I started off by getting the equation U = (1/2)QV = (1/2)CV^2 = (Q^2)/2C. Then I realized that I was given A and d, so I reworded the equation into U = (dQ^2)/(2EoA). At this point I was stuck because I do not have a Q to plug in.

I used U = (CV^2)/2 = (kEoAV^2)/2d, using k = 1.00059, Eo = 8.85 x 10^-12 C^2/Nm^2, A = 3.15 x 10^-4 n^2m d = 0.00275 m, and V = 575 V, obtaining an answer of 1.6768 x 10^-5 J as my answer for the first part. I tried the same method for part (b), but my answer of 4.192 x 10^-6 J is incorrect. Any ideas of where I went wrong?

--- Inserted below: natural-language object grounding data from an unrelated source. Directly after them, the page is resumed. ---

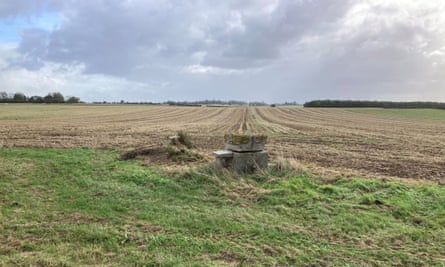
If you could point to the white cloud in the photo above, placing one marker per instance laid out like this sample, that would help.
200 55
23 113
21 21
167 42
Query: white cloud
277 50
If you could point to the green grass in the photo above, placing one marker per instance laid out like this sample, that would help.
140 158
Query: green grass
85 207
422 114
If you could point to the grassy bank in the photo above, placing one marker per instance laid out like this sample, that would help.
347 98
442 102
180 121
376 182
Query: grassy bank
86 207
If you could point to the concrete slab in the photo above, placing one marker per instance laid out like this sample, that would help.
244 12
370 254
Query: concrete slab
249 162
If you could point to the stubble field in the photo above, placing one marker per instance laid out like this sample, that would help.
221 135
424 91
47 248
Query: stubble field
329 142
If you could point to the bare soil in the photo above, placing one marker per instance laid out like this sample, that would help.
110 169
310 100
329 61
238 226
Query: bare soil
330 142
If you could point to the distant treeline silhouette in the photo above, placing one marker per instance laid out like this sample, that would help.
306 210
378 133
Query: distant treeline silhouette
371 104
215 102
55 97
189 103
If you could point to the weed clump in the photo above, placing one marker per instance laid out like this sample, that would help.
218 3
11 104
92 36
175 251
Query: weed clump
185 139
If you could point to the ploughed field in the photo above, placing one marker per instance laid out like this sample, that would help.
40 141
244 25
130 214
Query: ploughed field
329 142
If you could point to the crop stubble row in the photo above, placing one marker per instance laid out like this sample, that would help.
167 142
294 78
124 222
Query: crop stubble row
329 141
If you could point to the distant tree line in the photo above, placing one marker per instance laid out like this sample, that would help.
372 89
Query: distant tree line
371 104
215 102
55 97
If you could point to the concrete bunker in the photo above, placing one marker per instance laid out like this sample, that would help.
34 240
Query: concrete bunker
243 153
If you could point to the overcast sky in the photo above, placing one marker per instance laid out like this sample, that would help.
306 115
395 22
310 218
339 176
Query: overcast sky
252 50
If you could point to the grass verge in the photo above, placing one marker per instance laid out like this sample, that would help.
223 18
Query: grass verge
86 207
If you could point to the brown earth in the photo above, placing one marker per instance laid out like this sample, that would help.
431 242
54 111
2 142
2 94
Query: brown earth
330 142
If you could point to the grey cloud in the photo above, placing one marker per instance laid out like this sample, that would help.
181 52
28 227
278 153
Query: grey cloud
114 37
283 50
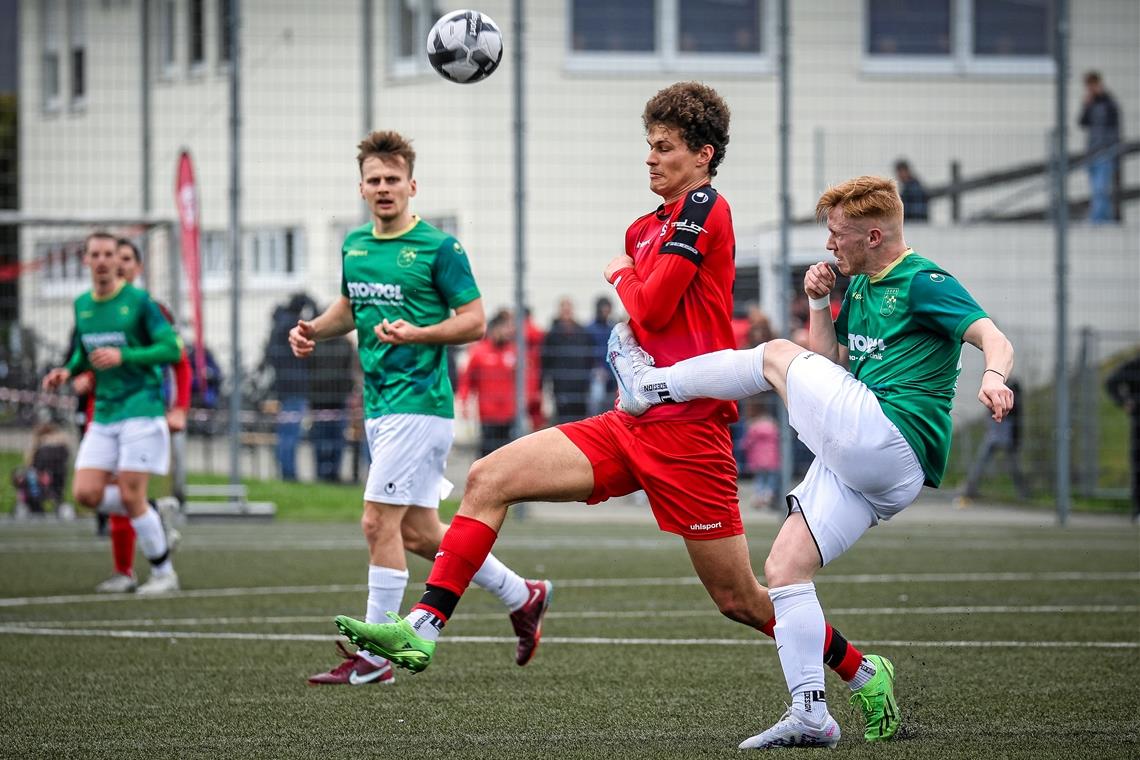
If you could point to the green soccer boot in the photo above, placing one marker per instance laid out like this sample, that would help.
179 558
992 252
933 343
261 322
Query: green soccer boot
396 642
877 700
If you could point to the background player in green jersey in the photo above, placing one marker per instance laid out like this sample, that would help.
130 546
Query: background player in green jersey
879 431
124 338
407 289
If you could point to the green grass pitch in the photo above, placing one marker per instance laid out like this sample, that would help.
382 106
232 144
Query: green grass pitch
1010 640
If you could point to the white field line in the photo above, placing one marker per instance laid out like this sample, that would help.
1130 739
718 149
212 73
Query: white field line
558 639
317 544
594 614
585 582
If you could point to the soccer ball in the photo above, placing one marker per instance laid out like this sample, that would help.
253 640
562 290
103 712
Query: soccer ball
464 47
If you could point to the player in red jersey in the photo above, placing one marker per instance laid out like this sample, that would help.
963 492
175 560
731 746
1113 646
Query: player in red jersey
675 282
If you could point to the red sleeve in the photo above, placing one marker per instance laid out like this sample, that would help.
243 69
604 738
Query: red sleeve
184 377
651 302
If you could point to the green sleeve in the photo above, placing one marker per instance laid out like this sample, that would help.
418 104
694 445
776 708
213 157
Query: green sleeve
165 346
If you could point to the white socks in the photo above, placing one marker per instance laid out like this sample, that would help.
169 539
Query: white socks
153 541
112 501
506 585
800 631
385 593
727 375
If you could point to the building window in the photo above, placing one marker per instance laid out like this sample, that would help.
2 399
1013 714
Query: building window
195 33
959 37
274 251
409 21
168 25
653 35
76 50
51 29
225 39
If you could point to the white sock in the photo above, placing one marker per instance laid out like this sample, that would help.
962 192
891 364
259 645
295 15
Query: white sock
506 585
864 673
729 375
385 593
153 541
425 623
800 631
112 501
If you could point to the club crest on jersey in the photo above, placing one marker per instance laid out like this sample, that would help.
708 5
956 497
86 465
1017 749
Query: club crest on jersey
406 258
889 299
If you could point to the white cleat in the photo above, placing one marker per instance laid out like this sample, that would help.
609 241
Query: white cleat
164 583
117 583
169 512
629 364
792 732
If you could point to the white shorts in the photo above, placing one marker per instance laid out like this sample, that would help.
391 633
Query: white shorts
408 457
139 444
864 470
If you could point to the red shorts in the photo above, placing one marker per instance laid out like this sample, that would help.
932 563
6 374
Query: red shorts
686 468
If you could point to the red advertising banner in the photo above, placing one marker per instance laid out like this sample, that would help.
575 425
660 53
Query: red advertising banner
186 198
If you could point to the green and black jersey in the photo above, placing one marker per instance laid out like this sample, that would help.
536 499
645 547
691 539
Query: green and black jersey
903 329
418 275
129 320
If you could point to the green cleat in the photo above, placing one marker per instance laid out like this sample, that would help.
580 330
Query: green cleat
877 700
397 640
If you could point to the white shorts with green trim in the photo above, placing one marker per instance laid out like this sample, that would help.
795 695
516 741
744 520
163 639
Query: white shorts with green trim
139 444
864 470
408 457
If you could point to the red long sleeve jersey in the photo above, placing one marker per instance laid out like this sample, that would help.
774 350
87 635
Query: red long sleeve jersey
678 293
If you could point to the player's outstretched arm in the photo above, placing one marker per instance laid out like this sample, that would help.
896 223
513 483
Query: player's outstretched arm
999 357
336 320
819 282
467 324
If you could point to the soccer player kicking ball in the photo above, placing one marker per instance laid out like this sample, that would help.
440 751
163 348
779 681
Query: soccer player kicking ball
879 431
675 280
401 279
125 340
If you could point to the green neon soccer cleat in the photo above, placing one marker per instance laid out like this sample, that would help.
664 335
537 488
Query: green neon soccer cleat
396 640
877 700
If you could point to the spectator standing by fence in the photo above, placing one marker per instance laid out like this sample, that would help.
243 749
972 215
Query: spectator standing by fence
568 361
1100 116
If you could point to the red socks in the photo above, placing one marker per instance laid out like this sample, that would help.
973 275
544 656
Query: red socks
122 544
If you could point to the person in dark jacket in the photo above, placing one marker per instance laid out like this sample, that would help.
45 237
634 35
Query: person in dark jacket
1101 117
568 362
291 381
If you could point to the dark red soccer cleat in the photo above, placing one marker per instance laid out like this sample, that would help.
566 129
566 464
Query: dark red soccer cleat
528 620
355 671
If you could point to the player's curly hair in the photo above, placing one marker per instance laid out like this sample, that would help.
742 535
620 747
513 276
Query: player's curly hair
862 197
387 144
698 112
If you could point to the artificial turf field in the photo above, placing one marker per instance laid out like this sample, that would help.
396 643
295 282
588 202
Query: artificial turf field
1010 640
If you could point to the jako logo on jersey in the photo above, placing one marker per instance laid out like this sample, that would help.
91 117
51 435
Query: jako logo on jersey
703 526
864 344
92 341
406 258
689 227
889 299
375 291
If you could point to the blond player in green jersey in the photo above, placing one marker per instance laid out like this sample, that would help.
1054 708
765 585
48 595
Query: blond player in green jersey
123 337
407 289
871 399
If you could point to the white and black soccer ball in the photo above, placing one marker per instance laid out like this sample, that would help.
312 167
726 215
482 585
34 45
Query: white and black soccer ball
465 47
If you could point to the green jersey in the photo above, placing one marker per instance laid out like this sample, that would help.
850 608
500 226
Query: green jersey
903 329
129 320
417 275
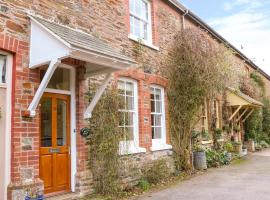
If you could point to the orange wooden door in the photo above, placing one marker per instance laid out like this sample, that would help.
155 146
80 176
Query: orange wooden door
55 142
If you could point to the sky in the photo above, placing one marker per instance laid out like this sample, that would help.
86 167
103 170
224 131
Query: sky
244 23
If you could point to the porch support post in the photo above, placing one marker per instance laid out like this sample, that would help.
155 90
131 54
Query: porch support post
252 110
237 110
47 77
242 114
101 89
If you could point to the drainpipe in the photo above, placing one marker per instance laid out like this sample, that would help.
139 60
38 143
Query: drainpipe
183 19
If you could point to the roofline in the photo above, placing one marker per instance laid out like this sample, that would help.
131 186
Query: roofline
204 25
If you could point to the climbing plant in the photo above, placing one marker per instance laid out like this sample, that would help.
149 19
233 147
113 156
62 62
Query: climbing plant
103 143
197 69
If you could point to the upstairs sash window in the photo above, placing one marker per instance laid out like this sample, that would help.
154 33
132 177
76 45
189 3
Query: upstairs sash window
140 19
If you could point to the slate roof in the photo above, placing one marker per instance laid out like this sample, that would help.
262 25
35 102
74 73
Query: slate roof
245 97
82 40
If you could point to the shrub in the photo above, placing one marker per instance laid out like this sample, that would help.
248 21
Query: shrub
144 185
216 158
264 144
228 147
156 171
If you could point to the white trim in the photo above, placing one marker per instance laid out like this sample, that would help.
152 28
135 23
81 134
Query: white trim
73 142
73 146
98 94
132 146
160 144
149 22
7 142
47 77
143 42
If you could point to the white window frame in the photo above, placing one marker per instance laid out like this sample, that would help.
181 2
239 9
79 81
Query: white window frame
132 146
160 144
7 137
132 36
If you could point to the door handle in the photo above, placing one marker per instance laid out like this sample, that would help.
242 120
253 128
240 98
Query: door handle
54 150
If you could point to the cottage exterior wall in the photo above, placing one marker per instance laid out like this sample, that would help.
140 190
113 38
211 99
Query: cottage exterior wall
107 20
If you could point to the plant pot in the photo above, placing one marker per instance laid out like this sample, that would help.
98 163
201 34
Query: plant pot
244 152
251 145
199 160
237 148
229 156
39 197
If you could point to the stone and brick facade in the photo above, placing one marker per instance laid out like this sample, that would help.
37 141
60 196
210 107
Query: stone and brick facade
109 21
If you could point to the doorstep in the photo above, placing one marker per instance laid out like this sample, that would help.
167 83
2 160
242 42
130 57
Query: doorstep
66 196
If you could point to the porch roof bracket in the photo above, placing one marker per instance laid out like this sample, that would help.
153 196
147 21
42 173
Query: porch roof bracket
47 77
101 89
237 110
252 110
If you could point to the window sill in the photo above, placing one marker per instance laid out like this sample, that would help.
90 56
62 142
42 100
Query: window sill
161 147
129 147
211 141
3 85
143 42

Also, look at "A = 3.15 x 10^-4 n^2m" the units are strange. Area should be square of the basic length dimension, as in m^{2}. So, 315 cm^{2} = 315 x 10^{-4} m^{2} = 0.0315 m^{2}.

Also, since C = a/d where a is just [itex]k\,\epsilon_o\,A[/itex], then

C_{1}d_{1} = C_{2}d_{2}. If one solves part a, then one can use this relationship for the second part.

Sorry, I actually meant to put 315 x 10^-4 m^2 = A. I don't know why I put those units that I put lol. But using your method, I got the same answer I got before, 4.192 x 10^-6 J, which is incorrect. Using your equation, I solved for C2 = C1d1/d2 = (1.0143 x 10^-10 F)(0.00275 m)/(0.011 m) = 2.5358 x 10^-11, which I plugged into U = (1/2)CV^2, getting 4.192 x 10^-6 J, which again is incorrect. What am I doing wrong?

Looking at U = (1/2)QV = (1/2)CV^2 = (Q^2)/2C, and thinking about what Doc Al mentioned, what changes and what remains the same as the distance is changed and the capacitor is isolated?

Hmm, okay. That makes sense. So V remains the same. Does this also mean that after the separation increased to 11 mm, the same amount of energy is stored as before, which is 1.6768 x 10^-5 J?